Last month, I was sick for nearly a week. I was having fever, nausea, and burning pain in the esophagus. It caused me to have no appetite, which was a good thing since I had no food in the house and no strength to go to the grocery store. My usual go-to people were all out of town on vacations and travel. I had hours of laying around questioning why God had allowed me to be sick. I continually asked God if I had done something wrong and He answered that I had done His will exactly. Listen, I hate being sick every bit as much as I hate bugs. Eventually, I drove myself to urgent care to get checked out and the doctor said that it was likely acid reflux. He gave me a prescription for Prilosec and one for nausea. Yuck! Did I mention that I hate being sick. But, and here’s the big but, I made it through. Was it uncomfortable? Yes. It was not how I wanted to spend my time. But I did make it through to the other side of that thing.

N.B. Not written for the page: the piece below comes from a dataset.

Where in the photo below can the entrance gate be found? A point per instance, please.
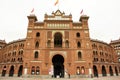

As I was on the mend, God finally gave me a different word about why I was sick. He said that it was a reset. Reset? It wasn’t punishment. It was a reset? I can analyze what that means (and I guess I’m supposed to since God won’t elaborate). So, one of the things that I’ve read about fasting from foods for health reasons is that fasting causes your body to eliminate certain toxins and can help prevent certain cancers, etc. Truly, if I hadn’t been sick, fasting for four days would have seemed unreasonable. And it still does. You see, my thought is that I have this God who could have prevented me from being sick then and in the future without me doing a thing. He’s all powerful. He’s the healer. He could have given my physical body a reset without putting me through the trial. But He didn’t. And He didn’t rid my home of that stupid bug that has stalked me in the dark either.

I know that there is a bigger picture that God is doing that He just won’t trust me with the details at the moment. I don’t like it, but I don’t have to. What am I going to do with God? I can’t spank Him when He doesn’t do things my way. He always has the final say and the final authority.

“It’s only a bug, not a monster.” That’s a saying that I need to remember for the next trial that is sure to come.